CFR Index and Finding Aids. 

The CFR Index and Finding Aids volume is revised once a year as of January 1. It contains:

  • A subject/agency index for rules currently codified in the Code of Federal Regulations (CFR).
  • A list of agency-prepared indexes appearing in individual CFR volumes.
  • A table of laws and Presidential documents cited as authority for regulations currently codified in the CFR (i.e. Parallel Table of Authorities and Rules, below).
  • A list of CFR titles, chapters, subchapters, and parts.
  • An alphabetical list of agencies appearing in the CFR.

Parallel Table of Authorities and Rules. 

Use this table to find regulations relating to a statute or presidential proclamation. Within each segment the citations are arranged in numerical order:

  • For the United States Code, by title and section;
  • For the United States Statutes at Large, by volume and page number;
  • For public laws, by number; and
  • For Presidential documents (Proclamations, Executive orders, and Reorganization plans), by document number. 

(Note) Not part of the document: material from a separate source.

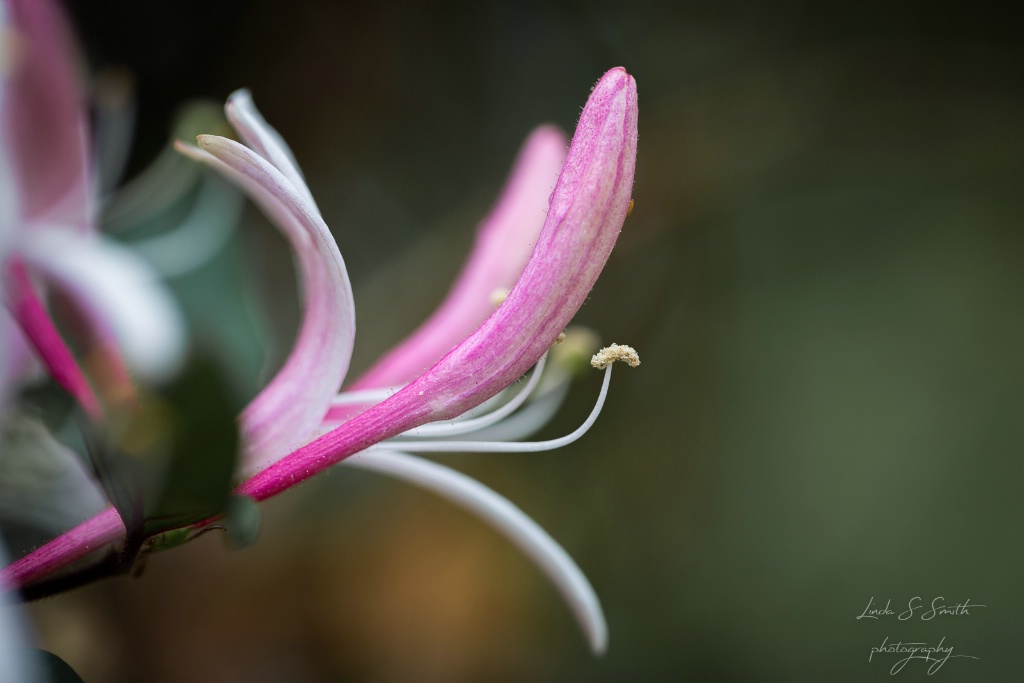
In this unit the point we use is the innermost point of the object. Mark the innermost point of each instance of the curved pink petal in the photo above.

Cases or Agency Decisions Citing Regulations

You may be able to find cases and agency decisions citing CFR or FR by the following methods:

  • Search directly in judicial case databases and Federal Agency decisions databases on Lexis, Westlaw or others.
  • For agency decisions, Hein's Federal Agency Library has a list of publications that have decisions from many different federal agencies. 
  • Individual agencies usually make their decisions available on their official website. Consult the U.S. Government Manual for current links to government agencies.
    • When you do a keyword search, using the CFR citation or FR citation as a keyword maybe the most efficient way to find relevant decisions and cases.
  • Commercial databases (Cheetah, RIA Checkpoint, etc.) provide cross-references to CFR or FR citation.

Updating Regulations

Is This Regulation Current?

The Code of Federal Regulations can't be republished every time a new regulation is finalized. Instead, the 50 titles are split into four sections, and each of those sections is updated once a year according to the following schedule:

  • Titles 1–16 are updated as of Jan. 1
  • Titles 17–27 are updated as of April 1
  • Titles 28–41 are updated as of July 1
  • Titles 42–50 are updated as of Oct. 1

Perhaps a new regulation that affects Title 3 is promulgated in April. The final regulation will be published in the Federal Register, but the change will not be reflected in the official CFR for several months.

How do you know the regulation you are looking at is the most recent one?

How to Find Out

1. Find the date of revision of the CFR volume that contains your regulation. It will say something like "Revised as of July 1, 2019." 

2. Browse LSA: List of CFR Sections Affected to update the regulation to the latest date you can, such as December 1, 2019. 

3. Browse CFR parts affected by Federal Register by date, or search by a date range.